Não porque sentisse necessidade de abordar o assunto. Aliás, posteriormente,
quando eu já me encontrava senhor dos acontecimentos, compreendi aquele como
que preconceituoso pudor da família em rodear o caso de um espesso mutismo. O
que o fez falar foram as circunstâncias... Aí estava ela! Não, não olhasse
ainda, para não dar nas vistas!... A mesa da terceira fila, atrás de mim...
Animava‑se
o café àquela hora, onze e meia da manhã, acabada a missa. Homens fumando,
chávena vazia à frente ou por instantes aflorada aos lábios, jornal aberto,
folheado, saboreado. Fatos cuidados, na ausência de nódoa ou enxovalho, no
vinco recente da calça. Barba escanhoada, camisa lavada. Catarro matinal,
tabacal. Aos pés de um deles, cabelo ralo todo lambido de brilhantina, para
trás, cara chupada, o macaco coçado, os tornozelos escanzelados a saírem das
peúgas lassas e do calçado cambado, faz o engraxador chiar e estalar a tira de
pano lustroso ao polir do sapato. Dá‑se um casal ao luxo da fofa loira torrada
com manteiga, em palitos, lambuzando os dedos. Os dela são papudos e brilham de
jóias. Por detrás do tinir das xícaras, pires e talheres, das vozes dos
empregados de mesa a comunicarem ao bufete os pedidos dos clientes (Sai um
galão! Três pingos e um copo de leite com canela!...), por entre a névoa que
paira no ar, misto de fumo e de vapor que embacia as vidraças, vêm de fora as
vibrações do tanger dos sinos. Coisa concreta, que quase se corta à faca, a
respiração e o perfume domingueiro. Que semelhança!, continuava António.
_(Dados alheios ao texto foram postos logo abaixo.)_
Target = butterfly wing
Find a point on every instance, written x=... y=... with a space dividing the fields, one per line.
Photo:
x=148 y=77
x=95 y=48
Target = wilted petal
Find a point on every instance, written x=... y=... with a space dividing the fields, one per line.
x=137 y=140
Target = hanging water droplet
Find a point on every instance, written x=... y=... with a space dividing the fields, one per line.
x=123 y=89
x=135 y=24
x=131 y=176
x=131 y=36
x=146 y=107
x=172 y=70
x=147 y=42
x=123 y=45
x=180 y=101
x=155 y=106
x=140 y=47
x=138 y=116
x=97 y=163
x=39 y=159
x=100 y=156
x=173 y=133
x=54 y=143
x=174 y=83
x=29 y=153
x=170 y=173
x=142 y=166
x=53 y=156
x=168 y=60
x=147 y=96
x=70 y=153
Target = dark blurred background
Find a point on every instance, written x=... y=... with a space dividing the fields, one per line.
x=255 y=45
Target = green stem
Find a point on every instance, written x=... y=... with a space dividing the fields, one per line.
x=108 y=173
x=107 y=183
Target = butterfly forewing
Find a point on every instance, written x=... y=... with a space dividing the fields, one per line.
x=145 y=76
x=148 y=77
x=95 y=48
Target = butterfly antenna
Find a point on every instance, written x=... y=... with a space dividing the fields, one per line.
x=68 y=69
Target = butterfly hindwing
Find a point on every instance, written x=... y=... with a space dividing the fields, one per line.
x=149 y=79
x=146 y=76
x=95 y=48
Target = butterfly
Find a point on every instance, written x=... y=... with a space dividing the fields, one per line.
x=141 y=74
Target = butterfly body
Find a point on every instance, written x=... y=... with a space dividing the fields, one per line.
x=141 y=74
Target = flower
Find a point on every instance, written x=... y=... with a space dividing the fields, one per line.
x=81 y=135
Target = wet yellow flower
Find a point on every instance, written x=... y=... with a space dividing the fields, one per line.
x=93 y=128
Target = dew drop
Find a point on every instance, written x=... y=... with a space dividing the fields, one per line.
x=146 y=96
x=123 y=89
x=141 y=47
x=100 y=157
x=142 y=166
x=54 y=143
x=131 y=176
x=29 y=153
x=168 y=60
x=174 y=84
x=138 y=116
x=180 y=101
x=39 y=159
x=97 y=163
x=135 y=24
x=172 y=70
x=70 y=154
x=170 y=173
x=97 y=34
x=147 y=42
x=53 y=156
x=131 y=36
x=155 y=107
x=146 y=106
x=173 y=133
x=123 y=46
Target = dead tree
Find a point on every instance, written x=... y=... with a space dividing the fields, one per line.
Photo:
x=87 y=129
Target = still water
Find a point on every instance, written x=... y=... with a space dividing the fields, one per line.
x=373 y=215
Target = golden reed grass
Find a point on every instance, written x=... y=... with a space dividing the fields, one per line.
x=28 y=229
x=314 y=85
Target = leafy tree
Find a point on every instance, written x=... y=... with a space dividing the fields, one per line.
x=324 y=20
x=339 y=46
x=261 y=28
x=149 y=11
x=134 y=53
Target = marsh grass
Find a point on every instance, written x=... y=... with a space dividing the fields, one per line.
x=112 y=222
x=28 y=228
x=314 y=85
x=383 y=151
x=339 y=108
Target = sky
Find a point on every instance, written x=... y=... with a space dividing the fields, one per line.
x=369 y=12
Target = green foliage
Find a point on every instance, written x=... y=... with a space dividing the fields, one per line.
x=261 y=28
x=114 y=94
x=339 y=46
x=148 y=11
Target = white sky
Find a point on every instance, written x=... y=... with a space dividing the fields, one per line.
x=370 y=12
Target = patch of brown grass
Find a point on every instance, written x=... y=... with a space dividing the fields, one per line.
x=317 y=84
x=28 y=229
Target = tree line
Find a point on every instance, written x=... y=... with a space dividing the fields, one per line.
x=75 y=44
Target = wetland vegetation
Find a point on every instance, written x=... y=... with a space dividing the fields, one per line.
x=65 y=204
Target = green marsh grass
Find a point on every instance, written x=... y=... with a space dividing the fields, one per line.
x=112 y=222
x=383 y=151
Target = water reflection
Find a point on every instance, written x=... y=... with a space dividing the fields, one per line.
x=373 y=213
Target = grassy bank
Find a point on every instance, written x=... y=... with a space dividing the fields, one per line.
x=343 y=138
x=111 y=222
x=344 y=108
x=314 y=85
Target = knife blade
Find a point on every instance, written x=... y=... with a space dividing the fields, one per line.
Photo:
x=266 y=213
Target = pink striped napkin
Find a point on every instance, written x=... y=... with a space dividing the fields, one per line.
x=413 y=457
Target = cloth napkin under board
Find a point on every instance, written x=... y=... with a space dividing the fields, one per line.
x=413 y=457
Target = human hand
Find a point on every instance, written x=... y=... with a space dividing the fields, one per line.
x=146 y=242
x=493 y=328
Enquanto o escutava, eu ia esperando a oportunidade de me voltar para trás.
Aparecia por ali muitas vezes, no Amial, dizia a voz dele. Morava talvez perto
ou então andava a espiá‑lo, a persegui‑lo. Isto pelo menos era o que insinuava
sua mulher, a Catalina, desconfiada... Cruzava com a desconhecida na rua, nos
lugares mais diversos e imprevisíveis da cidade, na Cordoaria, na Avenida dos
Aliados, na Lapa. Olá, sobrinho!, palavras dela no ar quando passava... As
feições um pouco menos amaciadas mas muito parecidas com as de Fernanda e com
um retrato antigo que ele vira da avó Ana... Teria aí uns vinte e dois anos.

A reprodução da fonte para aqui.